Theologians consume words. They are the building blocks of theology. I am no theologian, I do however listen to them and I read what they write. I consider pastors to be professional theologians.
Often I hear some pastors describe the Gospel as "trumping" the Law. Now, I think I know what they are saying, they are implying that mercy triumphs over judgment. Put it this way, let us say they are possibly implying that.
However, trumping sometimes carries the notion of trashing or overriding and a layman might get the impression that the Law is a bad thing, something that must be despised, rejected. When that happens, one has become an antinomian.
Hmmm. Is something bad because it makes me feel no good? How can an evil thing condemn another evil thing?
Reading St. Paul's letters, I could not say that he ever ones hinted that the Law is bad thing. His words do not go there.
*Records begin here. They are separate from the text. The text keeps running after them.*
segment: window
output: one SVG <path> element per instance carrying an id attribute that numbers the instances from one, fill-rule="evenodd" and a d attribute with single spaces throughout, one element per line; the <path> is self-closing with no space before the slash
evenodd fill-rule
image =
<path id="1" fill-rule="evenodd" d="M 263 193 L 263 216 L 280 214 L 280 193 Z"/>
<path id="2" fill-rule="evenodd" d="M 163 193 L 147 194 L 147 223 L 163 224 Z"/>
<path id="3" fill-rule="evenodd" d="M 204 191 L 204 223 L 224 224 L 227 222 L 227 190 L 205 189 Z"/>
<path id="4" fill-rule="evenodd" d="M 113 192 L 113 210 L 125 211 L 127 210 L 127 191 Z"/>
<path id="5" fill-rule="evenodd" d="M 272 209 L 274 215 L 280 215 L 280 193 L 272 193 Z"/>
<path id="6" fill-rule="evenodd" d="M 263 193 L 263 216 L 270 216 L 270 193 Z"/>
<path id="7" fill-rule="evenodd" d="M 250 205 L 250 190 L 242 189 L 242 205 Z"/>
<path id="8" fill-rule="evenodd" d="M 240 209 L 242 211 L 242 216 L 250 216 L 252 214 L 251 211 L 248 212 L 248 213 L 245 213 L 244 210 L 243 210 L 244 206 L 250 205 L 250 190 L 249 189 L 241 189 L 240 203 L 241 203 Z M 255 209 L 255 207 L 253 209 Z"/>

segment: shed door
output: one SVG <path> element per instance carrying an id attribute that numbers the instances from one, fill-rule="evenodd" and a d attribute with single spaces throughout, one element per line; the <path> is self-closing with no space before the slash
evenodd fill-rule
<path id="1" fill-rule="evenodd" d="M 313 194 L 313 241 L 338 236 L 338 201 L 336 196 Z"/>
Read Rom 7:7, 12.
It does not serve well if one gives the impression that since the Gospel has come, the Law must be condemned. Rather St. Paul speaks of sin that is to be condemned, not the Law. St. Paul repeatedly said that the Law is good.
For sure, I am condemned by the Law, but though it condemns me, it is a very very good thing for it makes me run to the Gospel such that Christ might shelter me, cover me with his righteousness and shield me.
So does it have to be bad, because I am no good? Nope.